The challenge

Delivery of public services

Digital technology is expanding exponentially into all areas of society, changing the way we do business and govern society, and creating the possibility of a very different future.

In 2015, Queensland's Department of Science, Information Technology and Innovation engaged CSIRO's Data61 to identify key technology trends and create plausible marketplace scenarios that may shape demand for, and delivery of, Queensland Government services out to 2025.

The Fast Forward Report identifies four key scenarios for the digital marketplace for public services in 2025. It is intended to help Queensland Government agencies and the ICT/digital industry identify, select and implement optimal strategies for a better future.

Our response

The changing trends and plausible scenarios

Queensland's government has 20 departments delivering services, with seven of them each spending over $1 billion a year, ad providing around 1600 types of services. Guaranteeing the best services over the next decade requires a thorough understanding of how digital technology will interact with government service delivery.

The scenarios needed to be relevant to the private and community sectors. To look at the future for service delivery, the Strategic Foresight team developed four scenarios, ranging from very little change to a rapid, profound alteration to both the institutional landscape and digital technology penetration.

The aim of the scenarios is to pinpoint the way forward for digital delivery of government services, including healthcare, education, transport, and policing. They will also inform the regulatory environment and policy settings that affect citizens and business.

Scenarios such as these are a generalisation of a much more complex array of future possibilities. In real-world planning problems, it is unusual for an organisational strategy to perform equally well under all scenarios.

Scenario 1 – Heritage

Despite limited advances, technology penetration is bumpy and uneven. There is little change to business models. The landscape for public services is similar to today. But if the rest of the world develops and adopts digital technologies what happens to incomes and job opportunities in Queensland’s economy?

Scenario 2 – New Order

Service delivery occurs with mostly current-day technologies combined with bold new organisational designs and innovative institutional arrangements. Can the new institutional arrangements perform adequately without much change in technological capabilities and use?

Scenario 3 – Turbocharge

Rapid advances and adoption of digital technology improves service delivery capabilities and modes but organisational and administrative structures are relatively unchanged. Will our existing structures perform adequately for a digitally enabled service delivery setting?

Scenario 4 – Stargate

A complete reinvention of digital technologies and the institutional landscape and a deep dive into the knowledge and services economy transforms service-delivery systems. This is an exciting world laden with amazing opportunities for individuals and society. But does everyone make the transition?

The results

The changing face of public service delivery

In coming years the landscape for public service delivery models in Queensland could be substantially reshaped, given accelerating rates of technology advance and consumer uptake.

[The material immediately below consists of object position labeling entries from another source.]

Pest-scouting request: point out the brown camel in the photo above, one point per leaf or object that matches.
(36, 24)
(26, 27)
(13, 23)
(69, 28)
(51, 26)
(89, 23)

A scenario approach was ideal for identifying the possible future service delivery and regulatory policy environments. With a finite set of candidate strategies, choosing the best is a multi-objective decision problem with trade-offs.

A range of plausible future scenarios means it is possible to 'wind-tunnel test' strategic plans for public service delivery. From there it is possible to generate strategic options, test them against the scenarios, measure their outcomes against agreed performance criteria, then choose the strategy that provides the best overall outcome.